- City: Kansas City, Missouri
- League: Central Hockey League
- Operated: 1967–1972, 1976–1977
- Home arena: American Royal Building (1967–72), Kemper Arena (1976–77)
- Affiliates: St. Louis Blues

Franchise history
- 1967–1972: Kansas City Blues
- 1976–1977: Kansas City Blues
- 1977–1979: Kansas City Red Wings

= Kansas City Blues (ice hockey) =

The Kansas City Blues were a minor-league hockey team based in Kansas City, Missouri that played in the Central Hockey League (CHL) from 1967 to 1972, and again in the 1976–77 season, mainly as an affiliate of the in-state St. Louis Blues of the National Hockey League (NHL).

The 1967 Blues were owned by Missouri Lieutenant Governor (1968-1972) William S. Morris, and represented the return of hockey to Kansas City for the first time in nearly 20 years.

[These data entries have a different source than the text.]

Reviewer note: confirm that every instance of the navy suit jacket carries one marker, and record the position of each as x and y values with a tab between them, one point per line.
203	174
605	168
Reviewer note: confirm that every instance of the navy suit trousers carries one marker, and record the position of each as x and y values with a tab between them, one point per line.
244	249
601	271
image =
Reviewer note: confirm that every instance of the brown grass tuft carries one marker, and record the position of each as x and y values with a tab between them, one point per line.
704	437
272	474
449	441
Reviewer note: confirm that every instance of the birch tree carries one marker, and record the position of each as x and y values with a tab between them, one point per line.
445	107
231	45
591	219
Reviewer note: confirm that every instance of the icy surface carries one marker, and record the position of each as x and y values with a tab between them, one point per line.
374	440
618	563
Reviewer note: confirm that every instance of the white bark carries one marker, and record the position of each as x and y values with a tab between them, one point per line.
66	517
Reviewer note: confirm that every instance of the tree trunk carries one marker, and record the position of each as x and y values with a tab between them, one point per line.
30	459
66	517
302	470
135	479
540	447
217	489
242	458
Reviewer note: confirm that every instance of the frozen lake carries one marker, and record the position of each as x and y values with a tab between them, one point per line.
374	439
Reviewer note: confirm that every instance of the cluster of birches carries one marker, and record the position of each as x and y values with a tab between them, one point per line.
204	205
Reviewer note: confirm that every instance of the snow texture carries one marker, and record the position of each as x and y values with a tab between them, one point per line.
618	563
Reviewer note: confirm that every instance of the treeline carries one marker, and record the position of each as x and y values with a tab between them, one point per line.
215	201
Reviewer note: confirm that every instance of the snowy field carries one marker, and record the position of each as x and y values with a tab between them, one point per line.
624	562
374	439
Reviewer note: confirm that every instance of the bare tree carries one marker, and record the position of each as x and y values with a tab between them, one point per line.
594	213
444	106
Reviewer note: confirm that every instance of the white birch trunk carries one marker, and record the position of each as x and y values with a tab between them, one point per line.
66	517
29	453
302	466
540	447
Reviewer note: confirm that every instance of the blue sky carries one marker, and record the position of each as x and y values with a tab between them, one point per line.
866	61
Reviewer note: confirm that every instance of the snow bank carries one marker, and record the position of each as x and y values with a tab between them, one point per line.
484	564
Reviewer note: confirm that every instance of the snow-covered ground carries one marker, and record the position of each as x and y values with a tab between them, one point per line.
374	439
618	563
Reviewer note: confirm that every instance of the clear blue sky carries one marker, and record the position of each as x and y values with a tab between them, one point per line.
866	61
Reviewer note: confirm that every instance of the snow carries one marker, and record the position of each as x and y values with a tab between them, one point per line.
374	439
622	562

Morris was determined to bring an NHL team to Kansas City and tried to lay the groundwork by convincing his friend Sid Soloman, owner of the St. Louis Blues, to create a farm team in Kansas City. The Blues made history on February 21, 1971, when Blues goalie Michel Plasse became the first goaltender to score a goal in a professional hockey game, scoring against the Oklahoma City Blazers. This goal was witnessed by few as a snow storm was moving through the Kansas City area causing even Morris to leave the arena early.

The first incarnation of the Kansas City Blues played their home games at the American Royal Building, while the second incarnation played their home games at Kemper Arena, once the NHL's Kansas City Scouts moved to Denver and became the Colorado Rockies.